Now put on outfits you don’t wear very often and look at the horizontal line placement. There are three reasons why you don’t like wearing them:

  • Horizontal line placement
  • Vertical line placement
  • Second scale clue

Poor horizontal line placement creates the feeling of being out of balance.

Scale -- Second Clue

Body proportion gives you the second of three scale clues. This clue tells you the scale of prints and accessories in a particular area. For example, the length between your chin and bust affects the scale of your necklace.

The overall scale increases or decreases depending if you’re short or long in a particular area:

  • Short body proportion — scale decreases
  • Long body proportion — scale increases

If you are short between your chin and bust, you decrease the size of your necklace. On the other hand being long between your chin and bust, you increase the size of your necklace.
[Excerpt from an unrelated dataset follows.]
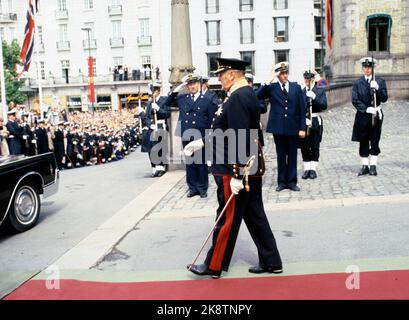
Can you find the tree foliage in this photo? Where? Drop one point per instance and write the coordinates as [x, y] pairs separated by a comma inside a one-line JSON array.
[[11, 58]]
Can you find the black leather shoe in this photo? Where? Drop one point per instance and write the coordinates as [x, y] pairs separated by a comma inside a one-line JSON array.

necklace scale body proportion

Go back to your notes above and add further notes to decrease scale in short areas and increase scale in long areas. Save this information for the post on bringing all three scale clues together.

Now you understand the clues your body proportions give you:

  • Placement of horizontal lines
  • Placement of vertical lines
  • Second scale clue

Just understanding the placement of horizontal lines will go a long way in creating a closet full of clothes you love to wear.

Did you have any “ah ha” moments, like I did, when understanding your body proportions? Share your “ah ha” moment in the comments below.

The next post will be the last body element: Body Frame Size.

Wear Your Greatness!!

2 thoughts on “Body Proportions — Out Of Balance?”

  1. Tracy S Oliver

    Hi Joy, Here is what I got:
    Body Proportion:
    Head to Chin: Short 7 1/2
    Chin to Nipple: Short 8 1/2
    Nipple to Waist: Short 7 1/2
    Waist to Crotch: Long 10
    Crotch to Knee: Long 10 1/2
    Dress pants with crease down the front-no pockets on front
    Dress pants free flowing with no crease, straight vertical lines
    Jeans: all fit lousy. Low rise doesn’t work as I have no hips (waist 36, hip 36, not good-sad face here)
    Tops: mostly solids, some small prints, scattered patterns
    Colors: Pinks, white, blues, greens (not lime), teal, reds
    Cuts: Rounded neck, some with a collar,

    1. Excellent job Tracy. Understanding your body proportions lets you know very few horizontal lines above your waist and use them between your waist and knees. You might think having no hips is a bad thing but you will have an easier time finding pants that fit because the fashion industry designs for this shape. The key is to look for the manufacturer who design for your curves.